The Paladins other than Shiro appear in a strange communion. Lance receives an odd, partial vision before Voltron breaks free; he returns to himself amid the ongoing battle as the Galra are thwarted. The ongoing attack is halted and the Galra weapon overthrown--by Lance.

Guess who's back...
Image taken from the episode, used for reporting.
In the wake of the battle, Pidge's father notes pride in his children. He will return to Earth, though he commends his children's dedication. And Lance confers with Shiro; matters ease between them somewhat, although Lance is still concerned. And Lotor's former lieutenants, now Haggar's agents, return to her with Sendak, retrieved from his unceremonious ejection into space.


There is much going on in the episode, a number of plots working simultaneously and in some relation to one another, but with participants not necessarily aware of one another's actions. The parallel to the braided narrative typical of such romances as Malory's prevalent throughout the series is therefore particularly prominent in the current episode--as is the parallel to early passages in Malory, when an appointed tournament to determine who will next hold the throne is in progress. (Admittedly, the Galra exercise is likely to be more vicious than even medieval tournaments; even prior to the Arthurian Round Table Oaths, there were codes ostensibly observed, as seems not to be the case with the "victory or death" ethos promulgated by the Galra.)

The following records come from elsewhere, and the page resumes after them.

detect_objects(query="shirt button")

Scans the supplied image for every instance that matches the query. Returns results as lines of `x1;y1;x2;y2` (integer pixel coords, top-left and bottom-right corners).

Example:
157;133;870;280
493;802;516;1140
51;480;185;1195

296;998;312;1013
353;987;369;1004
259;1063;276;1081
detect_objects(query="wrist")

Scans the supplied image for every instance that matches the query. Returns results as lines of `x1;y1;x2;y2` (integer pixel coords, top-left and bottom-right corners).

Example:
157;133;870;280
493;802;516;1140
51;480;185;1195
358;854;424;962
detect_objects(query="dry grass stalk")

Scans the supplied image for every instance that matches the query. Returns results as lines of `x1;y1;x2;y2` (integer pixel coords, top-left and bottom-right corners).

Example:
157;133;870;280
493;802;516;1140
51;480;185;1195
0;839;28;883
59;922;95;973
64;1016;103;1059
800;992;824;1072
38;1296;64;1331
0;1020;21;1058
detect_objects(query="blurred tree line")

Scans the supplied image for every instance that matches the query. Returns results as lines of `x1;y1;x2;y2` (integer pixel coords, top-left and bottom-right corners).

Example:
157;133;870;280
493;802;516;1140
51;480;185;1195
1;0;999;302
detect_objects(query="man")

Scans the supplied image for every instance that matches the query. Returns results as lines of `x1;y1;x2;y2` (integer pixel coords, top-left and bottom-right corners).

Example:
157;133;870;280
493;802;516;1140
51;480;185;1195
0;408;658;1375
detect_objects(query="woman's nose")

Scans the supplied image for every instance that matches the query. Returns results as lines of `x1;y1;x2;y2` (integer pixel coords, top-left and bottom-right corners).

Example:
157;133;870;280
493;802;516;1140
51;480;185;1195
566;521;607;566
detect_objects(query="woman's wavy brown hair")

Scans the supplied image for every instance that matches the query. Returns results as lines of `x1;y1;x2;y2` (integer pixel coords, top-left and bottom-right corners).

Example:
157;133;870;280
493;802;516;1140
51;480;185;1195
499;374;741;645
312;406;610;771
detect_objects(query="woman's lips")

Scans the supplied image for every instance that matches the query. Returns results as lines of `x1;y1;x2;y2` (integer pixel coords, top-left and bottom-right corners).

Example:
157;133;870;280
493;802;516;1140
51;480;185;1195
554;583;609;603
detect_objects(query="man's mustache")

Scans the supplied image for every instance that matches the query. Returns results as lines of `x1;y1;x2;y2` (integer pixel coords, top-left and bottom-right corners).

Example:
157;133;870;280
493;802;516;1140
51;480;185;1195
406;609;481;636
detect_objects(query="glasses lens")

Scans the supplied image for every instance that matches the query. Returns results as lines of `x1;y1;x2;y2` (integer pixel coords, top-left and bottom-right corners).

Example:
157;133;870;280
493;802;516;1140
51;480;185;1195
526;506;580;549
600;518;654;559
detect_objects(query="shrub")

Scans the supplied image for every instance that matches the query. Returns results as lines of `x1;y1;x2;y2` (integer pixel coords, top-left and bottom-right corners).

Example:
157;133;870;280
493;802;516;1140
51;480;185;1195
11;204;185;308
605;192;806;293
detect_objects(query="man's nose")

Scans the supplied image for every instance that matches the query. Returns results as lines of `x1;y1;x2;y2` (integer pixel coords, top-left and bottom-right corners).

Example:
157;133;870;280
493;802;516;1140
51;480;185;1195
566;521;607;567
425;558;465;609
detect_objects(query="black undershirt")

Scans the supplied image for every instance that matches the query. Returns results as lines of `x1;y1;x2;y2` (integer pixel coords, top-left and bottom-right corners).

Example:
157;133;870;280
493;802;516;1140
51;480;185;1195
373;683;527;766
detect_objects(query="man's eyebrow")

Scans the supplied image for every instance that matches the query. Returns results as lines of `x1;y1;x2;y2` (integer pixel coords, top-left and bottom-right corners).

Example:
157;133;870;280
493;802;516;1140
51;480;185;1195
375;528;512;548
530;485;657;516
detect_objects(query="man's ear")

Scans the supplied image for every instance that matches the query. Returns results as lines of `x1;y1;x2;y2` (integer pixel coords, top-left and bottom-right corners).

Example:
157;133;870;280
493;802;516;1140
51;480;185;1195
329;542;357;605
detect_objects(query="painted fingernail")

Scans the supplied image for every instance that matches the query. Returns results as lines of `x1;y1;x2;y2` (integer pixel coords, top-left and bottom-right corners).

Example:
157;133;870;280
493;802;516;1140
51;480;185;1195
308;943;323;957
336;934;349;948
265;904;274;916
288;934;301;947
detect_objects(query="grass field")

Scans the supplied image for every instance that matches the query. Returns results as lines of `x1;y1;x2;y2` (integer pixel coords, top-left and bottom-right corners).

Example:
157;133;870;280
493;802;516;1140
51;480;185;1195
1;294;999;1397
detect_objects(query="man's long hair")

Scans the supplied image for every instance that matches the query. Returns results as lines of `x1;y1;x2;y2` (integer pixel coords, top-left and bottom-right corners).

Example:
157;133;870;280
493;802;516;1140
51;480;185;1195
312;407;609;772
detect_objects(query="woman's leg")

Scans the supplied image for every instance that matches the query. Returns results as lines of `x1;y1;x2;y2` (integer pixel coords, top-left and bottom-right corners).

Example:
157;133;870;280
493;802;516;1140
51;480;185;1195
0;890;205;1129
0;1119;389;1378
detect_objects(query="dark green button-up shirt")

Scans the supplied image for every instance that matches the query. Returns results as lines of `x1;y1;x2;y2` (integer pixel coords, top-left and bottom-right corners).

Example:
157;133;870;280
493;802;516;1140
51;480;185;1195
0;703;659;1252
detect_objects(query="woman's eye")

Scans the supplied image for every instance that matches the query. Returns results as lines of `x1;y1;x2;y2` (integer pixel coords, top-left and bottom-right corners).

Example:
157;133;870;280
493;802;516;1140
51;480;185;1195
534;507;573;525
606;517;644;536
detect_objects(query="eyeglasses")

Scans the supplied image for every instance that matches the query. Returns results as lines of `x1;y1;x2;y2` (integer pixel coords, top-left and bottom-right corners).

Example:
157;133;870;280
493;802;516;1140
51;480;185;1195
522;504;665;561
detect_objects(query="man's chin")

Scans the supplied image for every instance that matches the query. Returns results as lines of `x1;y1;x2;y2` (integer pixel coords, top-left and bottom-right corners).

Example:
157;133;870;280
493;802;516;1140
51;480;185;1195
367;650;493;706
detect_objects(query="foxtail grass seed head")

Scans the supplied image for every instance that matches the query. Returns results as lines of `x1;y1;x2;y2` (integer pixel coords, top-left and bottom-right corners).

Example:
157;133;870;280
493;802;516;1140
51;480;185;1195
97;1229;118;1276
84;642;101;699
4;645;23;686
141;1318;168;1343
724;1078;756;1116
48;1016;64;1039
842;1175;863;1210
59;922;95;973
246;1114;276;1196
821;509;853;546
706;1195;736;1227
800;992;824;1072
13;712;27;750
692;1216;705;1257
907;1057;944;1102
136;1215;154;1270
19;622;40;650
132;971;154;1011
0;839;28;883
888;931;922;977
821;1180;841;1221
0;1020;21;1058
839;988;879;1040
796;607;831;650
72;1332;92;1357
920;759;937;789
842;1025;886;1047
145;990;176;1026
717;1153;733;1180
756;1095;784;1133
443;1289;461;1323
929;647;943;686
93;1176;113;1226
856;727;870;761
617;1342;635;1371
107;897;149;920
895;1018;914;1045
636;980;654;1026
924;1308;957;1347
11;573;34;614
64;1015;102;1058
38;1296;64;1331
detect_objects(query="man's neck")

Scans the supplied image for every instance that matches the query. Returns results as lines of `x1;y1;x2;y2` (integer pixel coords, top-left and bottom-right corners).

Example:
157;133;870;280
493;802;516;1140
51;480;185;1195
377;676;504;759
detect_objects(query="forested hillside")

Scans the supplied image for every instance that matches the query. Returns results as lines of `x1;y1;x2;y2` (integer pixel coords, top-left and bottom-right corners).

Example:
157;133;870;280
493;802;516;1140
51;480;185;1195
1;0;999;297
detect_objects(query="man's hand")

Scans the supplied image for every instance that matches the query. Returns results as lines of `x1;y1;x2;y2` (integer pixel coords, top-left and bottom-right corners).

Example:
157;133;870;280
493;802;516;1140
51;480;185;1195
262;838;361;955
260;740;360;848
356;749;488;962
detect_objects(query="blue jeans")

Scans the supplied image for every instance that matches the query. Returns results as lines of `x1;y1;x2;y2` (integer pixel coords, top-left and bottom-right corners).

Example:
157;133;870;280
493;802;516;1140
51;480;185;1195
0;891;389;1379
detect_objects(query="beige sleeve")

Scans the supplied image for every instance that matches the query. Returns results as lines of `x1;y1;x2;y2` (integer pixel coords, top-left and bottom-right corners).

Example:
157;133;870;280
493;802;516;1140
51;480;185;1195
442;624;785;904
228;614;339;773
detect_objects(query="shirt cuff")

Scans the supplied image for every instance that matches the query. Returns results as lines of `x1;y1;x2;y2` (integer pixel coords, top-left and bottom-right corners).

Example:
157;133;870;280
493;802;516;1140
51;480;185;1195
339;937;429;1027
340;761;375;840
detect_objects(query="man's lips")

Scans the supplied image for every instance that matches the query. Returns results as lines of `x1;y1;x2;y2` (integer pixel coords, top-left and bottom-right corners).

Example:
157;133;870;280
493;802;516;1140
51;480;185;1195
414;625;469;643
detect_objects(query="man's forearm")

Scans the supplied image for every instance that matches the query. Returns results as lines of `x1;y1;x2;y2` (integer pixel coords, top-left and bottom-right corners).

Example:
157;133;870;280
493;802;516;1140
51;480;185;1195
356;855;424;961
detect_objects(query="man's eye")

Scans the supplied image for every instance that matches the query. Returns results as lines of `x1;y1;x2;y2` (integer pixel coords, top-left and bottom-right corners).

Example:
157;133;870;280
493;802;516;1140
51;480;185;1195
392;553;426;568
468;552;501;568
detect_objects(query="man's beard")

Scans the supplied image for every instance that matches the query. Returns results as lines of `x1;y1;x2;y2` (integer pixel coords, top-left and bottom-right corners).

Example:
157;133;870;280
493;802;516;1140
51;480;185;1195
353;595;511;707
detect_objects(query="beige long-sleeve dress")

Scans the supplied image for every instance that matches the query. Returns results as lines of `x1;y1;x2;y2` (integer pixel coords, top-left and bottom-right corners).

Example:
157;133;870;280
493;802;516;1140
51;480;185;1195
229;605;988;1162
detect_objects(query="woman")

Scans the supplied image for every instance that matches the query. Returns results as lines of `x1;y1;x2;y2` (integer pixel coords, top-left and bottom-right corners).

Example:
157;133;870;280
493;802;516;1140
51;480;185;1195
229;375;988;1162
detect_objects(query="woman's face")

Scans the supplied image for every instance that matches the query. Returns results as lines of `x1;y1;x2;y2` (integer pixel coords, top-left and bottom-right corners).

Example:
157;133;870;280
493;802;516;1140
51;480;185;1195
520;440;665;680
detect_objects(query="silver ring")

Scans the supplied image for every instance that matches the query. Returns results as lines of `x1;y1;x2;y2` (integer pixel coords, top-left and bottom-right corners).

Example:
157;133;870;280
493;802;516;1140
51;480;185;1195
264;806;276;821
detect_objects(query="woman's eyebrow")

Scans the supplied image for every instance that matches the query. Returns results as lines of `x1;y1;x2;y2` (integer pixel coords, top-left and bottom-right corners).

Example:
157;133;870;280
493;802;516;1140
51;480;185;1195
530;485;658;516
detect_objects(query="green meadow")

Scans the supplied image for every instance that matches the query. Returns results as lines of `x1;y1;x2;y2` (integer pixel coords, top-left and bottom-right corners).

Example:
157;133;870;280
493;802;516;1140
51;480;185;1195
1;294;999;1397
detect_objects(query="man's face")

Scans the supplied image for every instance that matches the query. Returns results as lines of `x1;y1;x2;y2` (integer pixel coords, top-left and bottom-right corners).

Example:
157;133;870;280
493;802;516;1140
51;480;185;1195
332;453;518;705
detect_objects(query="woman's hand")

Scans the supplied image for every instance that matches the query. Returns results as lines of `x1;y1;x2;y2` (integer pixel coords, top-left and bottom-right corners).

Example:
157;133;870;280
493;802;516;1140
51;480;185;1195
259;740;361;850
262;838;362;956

The nature of the power struggle itself also seems to ring of prevailing concepts of medieval history--namely that a bunch of belligerent warlords rush to fill a power vacuum, with one of them having the imprimatur of organized religion. The Holy Roman Empire comes to mind as a possible antecedent, perhaps in the late ninth century or in the run-up to the Hohenstaufen dynasty. (Given the reforms occasioned in the latter case, it seems a more likely antecedent.) That is, admittedly, a first-blush impression, and more work would need to be done to confirm or deny it--if a neat historical parallel can be drawn, which may well not be the case. But even if there is not a single underpinning event, the episode seems to be borrowing from the ideas at work, and that is worth more consideration.